Millionen sahen, wie er sein Shirt hochhob. Fast niemand fragte, woher diese Geste kam.
Im Oktober 2000 rutschte Kaká in Brasilien mit seinem Bruder eine Rutsche hinunter in einen Pool. Er schlug mit dem Kopf auf dem Boden auf. Er brach sich den sechsten Halswirbel. Er war 18 Jahre alt und ein vielversprechender Spieler von São Paulo.
Er kam ins Krankenhaus, und seine erste Frage an den Arzt war: „Wann kann ich wieder spielen?“ Der Arzt hielt ihn auf. Er sagte ihm, dass es ein Tag sei, um dankbar zu sein. Dass man normalerweise, wenn so etwas passiert, nicht wieder gehen kann.

Dort veränderte sich etwas.
Er begann an diesem Nachmittag nicht zu glauben; er glaubte bereits. Aber etwas setzte sich in ihm mit einer anderen Klarheit fest. Zwei Monate in einer Halskrause. Zwei Monate zum Nachdenken. Und dann kehrte er zurück: auf den Platz, zu São Paulo, zu dem Fußball, den er beinahe für immer verloren hätte.

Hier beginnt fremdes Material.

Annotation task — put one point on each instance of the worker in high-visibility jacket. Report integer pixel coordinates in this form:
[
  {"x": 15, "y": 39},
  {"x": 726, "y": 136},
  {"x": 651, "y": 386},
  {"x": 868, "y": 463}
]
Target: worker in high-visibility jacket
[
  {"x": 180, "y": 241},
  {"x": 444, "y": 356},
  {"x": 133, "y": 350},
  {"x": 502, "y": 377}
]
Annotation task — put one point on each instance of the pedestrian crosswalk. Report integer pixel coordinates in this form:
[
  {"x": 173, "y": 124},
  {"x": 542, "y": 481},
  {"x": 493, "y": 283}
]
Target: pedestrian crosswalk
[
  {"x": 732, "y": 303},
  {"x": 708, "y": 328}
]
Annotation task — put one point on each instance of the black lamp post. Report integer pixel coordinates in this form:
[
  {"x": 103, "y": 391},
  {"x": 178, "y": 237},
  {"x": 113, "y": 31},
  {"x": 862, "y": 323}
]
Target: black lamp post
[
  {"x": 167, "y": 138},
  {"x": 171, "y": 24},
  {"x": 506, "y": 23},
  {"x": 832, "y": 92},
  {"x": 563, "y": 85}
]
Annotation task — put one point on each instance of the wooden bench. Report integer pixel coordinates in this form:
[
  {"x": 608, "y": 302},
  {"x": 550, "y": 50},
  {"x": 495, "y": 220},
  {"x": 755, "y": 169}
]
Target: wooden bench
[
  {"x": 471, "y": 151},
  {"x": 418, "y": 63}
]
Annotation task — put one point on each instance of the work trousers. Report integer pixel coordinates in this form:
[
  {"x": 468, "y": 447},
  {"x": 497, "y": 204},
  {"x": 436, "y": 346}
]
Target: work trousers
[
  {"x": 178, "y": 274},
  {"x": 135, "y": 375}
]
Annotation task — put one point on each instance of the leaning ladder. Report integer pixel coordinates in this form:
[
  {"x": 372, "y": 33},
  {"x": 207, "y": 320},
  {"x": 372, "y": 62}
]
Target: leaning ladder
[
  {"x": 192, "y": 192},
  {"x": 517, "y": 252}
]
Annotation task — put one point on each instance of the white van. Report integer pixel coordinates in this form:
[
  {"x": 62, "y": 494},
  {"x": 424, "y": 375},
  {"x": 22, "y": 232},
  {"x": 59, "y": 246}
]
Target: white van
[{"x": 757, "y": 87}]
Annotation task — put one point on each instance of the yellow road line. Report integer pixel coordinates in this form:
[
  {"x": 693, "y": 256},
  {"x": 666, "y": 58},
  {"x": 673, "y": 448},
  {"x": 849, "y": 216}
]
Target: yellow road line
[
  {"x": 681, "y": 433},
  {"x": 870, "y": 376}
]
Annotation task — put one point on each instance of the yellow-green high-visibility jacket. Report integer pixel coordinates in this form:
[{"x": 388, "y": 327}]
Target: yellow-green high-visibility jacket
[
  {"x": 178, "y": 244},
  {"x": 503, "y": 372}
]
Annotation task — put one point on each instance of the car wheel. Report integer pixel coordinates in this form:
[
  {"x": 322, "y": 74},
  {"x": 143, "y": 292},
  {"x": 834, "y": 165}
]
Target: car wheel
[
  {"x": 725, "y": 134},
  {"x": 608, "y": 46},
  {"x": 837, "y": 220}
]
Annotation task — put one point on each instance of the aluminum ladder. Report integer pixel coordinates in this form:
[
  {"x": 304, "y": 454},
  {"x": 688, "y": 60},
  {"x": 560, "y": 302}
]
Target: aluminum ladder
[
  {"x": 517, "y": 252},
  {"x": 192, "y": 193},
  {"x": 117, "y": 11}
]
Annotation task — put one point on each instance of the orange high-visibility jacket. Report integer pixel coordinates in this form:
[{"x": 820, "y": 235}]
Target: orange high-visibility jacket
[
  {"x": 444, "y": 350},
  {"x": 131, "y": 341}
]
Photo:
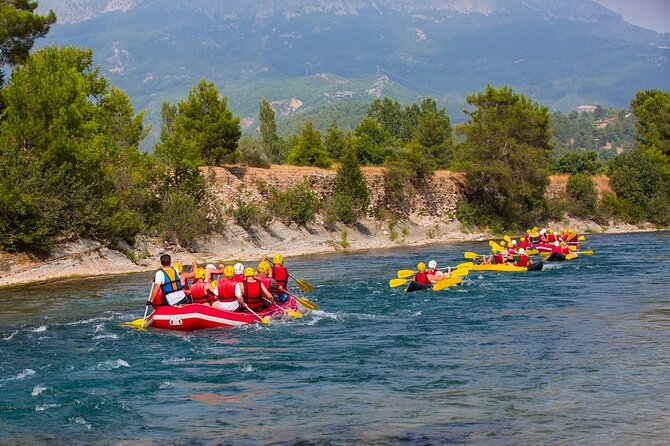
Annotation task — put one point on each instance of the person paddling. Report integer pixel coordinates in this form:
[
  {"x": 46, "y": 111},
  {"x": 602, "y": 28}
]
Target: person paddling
[
  {"x": 252, "y": 291},
  {"x": 226, "y": 291},
  {"x": 168, "y": 283}
]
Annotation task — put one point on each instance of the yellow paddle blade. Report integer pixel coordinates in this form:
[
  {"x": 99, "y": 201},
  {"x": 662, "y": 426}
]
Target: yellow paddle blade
[
  {"x": 460, "y": 273},
  {"x": 405, "y": 273},
  {"x": 305, "y": 286},
  {"x": 292, "y": 313},
  {"x": 307, "y": 303},
  {"x": 446, "y": 283},
  {"x": 393, "y": 283},
  {"x": 137, "y": 323}
]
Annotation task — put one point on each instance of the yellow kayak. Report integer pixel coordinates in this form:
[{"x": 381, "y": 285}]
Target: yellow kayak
[{"x": 507, "y": 268}]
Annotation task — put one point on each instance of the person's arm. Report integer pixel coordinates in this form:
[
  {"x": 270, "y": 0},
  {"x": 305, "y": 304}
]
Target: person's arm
[
  {"x": 154, "y": 291},
  {"x": 266, "y": 292},
  {"x": 239, "y": 293}
]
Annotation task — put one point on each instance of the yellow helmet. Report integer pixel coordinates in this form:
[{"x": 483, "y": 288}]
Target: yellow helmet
[
  {"x": 264, "y": 267},
  {"x": 249, "y": 271}
]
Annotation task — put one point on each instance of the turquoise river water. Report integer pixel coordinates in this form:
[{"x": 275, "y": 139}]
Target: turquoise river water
[{"x": 576, "y": 354}]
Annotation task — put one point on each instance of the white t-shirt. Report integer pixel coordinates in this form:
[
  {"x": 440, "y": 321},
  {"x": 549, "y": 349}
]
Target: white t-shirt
[{"x": 173, "y": 297}]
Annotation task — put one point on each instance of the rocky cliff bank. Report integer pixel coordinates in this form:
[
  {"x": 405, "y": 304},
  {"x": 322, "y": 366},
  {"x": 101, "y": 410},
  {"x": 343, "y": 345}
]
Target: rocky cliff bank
[{"x": 428, "y": 217}]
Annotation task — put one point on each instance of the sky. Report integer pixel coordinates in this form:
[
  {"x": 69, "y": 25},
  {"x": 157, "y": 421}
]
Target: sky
[{"x": 652, "y": 14}]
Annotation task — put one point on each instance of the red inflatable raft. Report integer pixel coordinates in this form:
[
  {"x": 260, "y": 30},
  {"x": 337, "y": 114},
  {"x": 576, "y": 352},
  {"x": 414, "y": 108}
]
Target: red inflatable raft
[{"x": 198, "y": 316}]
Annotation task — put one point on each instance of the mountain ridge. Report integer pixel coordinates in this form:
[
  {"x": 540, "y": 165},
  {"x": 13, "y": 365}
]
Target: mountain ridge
[{"x": 560, "y": 53}]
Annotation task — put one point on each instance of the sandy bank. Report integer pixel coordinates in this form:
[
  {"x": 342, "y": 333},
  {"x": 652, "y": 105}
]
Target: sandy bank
[{"x": 90, "y": 258}]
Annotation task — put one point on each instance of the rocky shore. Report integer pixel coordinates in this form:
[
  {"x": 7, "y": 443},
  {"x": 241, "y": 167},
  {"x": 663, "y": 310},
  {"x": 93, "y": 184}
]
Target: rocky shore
[{"x": 428, "y": 219}]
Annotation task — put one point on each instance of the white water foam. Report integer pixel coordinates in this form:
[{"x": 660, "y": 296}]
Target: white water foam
[
  {"x": 89, "y": 321},
  {"x": 9, "y": 338},
  {"x": 20, "y": 376},
  {"x": 174, "y": 360},
  {"x": 38, "y": 389},
  {"x": 111, "y": 364},
  {"x": 43, "y": 407},
  {"x": 80, "y": 420}
]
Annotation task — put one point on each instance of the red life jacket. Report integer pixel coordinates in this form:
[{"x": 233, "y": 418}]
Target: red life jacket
[
  {"x": 422, "y": 278},
  {"x": 226, "y": 288},
  {"x": 265, "y": 281},
  {"x": 280, "y": 274},
  {"x": 252, "y": 295},
  {"x": 198, "y": 294},
  {"x": 523, "y": 260}
]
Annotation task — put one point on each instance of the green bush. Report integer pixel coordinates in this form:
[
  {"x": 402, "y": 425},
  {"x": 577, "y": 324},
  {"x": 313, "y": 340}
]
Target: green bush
[
  {"x": 578, "y": 162},
  {"x": 583, "y": 196},
  {"x": 184, "y": 221},
  {"x": 253, "y": 154},
  {"x": 294, "y": 205},
  {"x": 248, "y": 215}
]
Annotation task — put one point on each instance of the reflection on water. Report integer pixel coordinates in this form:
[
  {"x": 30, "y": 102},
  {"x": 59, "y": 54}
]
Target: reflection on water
[{"x": 577, "y": 354}]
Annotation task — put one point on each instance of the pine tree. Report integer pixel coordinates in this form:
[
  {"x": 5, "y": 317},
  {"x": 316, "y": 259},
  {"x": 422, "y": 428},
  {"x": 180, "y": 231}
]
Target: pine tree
[
  {"x": 335, "y": 142},
  {"x": 268, "y": 130},
  {"x": 309, "y": 149}
]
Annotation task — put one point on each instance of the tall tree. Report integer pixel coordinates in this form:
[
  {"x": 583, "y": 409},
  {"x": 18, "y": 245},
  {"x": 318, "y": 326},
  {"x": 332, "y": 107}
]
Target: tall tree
[
  {"x": 335, "y": 141},
  {"x": 19, "y": 27},
  {"x": 504, "y": 156},
  {"x": 69, "y": 159},
  {"x": 204, "y": 119},
  {"x": 309, "y": 149},
  {"x": 652, "y": 107},
  {"x": 268, "y": 129}
]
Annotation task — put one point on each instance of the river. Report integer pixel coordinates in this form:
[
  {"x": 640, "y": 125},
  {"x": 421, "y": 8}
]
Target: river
[{"x": 576, "y": 354}]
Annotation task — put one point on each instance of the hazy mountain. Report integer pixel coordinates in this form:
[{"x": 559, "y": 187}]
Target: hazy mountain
[{"x": 302, "y": 53}]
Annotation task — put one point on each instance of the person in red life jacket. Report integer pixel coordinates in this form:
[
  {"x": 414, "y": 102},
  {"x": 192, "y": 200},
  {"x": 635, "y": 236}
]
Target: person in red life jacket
[
  {"x": 435, "y": 275},
  {"x": 279, "y": 272},
  {"x": 239, "y": 273},
  {"x": 551, "y": 238},
  {"x": 523, "y": 260},
  {"x": 168, "y": 285},
  {"x": 252, "y": 291},
  {"x": 498, "y": 258},
  {"x": 271, "y": 284},
  {"x": 421, "y": 276},
  {"x": 201, "y": 291},
  {"x": 225, "y": 291}
]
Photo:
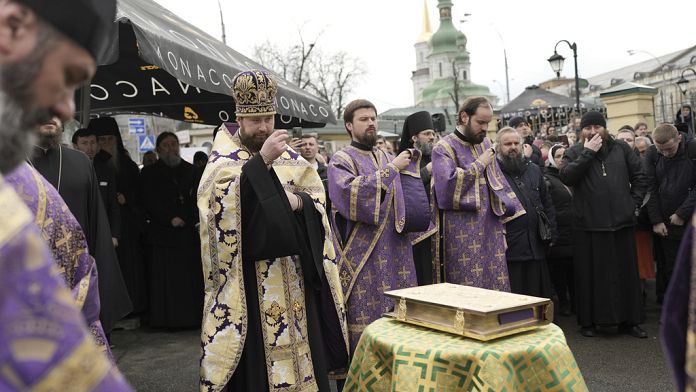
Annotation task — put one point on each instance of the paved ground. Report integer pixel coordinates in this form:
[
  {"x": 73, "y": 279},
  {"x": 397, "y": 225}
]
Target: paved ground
[{"x": 157, "y": 360}]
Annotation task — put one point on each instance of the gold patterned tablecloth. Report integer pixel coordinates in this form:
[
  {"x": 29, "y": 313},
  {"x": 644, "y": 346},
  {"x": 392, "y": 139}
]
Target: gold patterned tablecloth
[{"x": 394, "y": 356}]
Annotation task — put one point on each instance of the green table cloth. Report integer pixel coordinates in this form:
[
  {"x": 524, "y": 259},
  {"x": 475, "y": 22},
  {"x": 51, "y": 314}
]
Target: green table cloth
[{"x": 395, "y": 356}]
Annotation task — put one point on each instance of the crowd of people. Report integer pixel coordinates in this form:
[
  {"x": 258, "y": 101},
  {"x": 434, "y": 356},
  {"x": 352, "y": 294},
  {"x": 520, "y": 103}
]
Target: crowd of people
[{"x": 285, "y": 253}]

Dann kamen Milan, der Ballon d’Or 2007, die Champions League, die Weltmeisterschaft. Und diese Geste wiederholte sich bei jedem Titel: das hochgezogene Unterhemd, die vier Worte auf Englisch.
„Ich gehöre Jesus.“

Was viele für Show hielten, war eine Narbe. Eine Erinnerung an einen Nachmittag in einem Pool, als ein Arzt ihm sagte, es sei ein Wunder, dass er auf den Beinen stand.
Die wahrhaftigsten Gesten brauchen fast nie eine Erklärung. Nur eine Geschichte.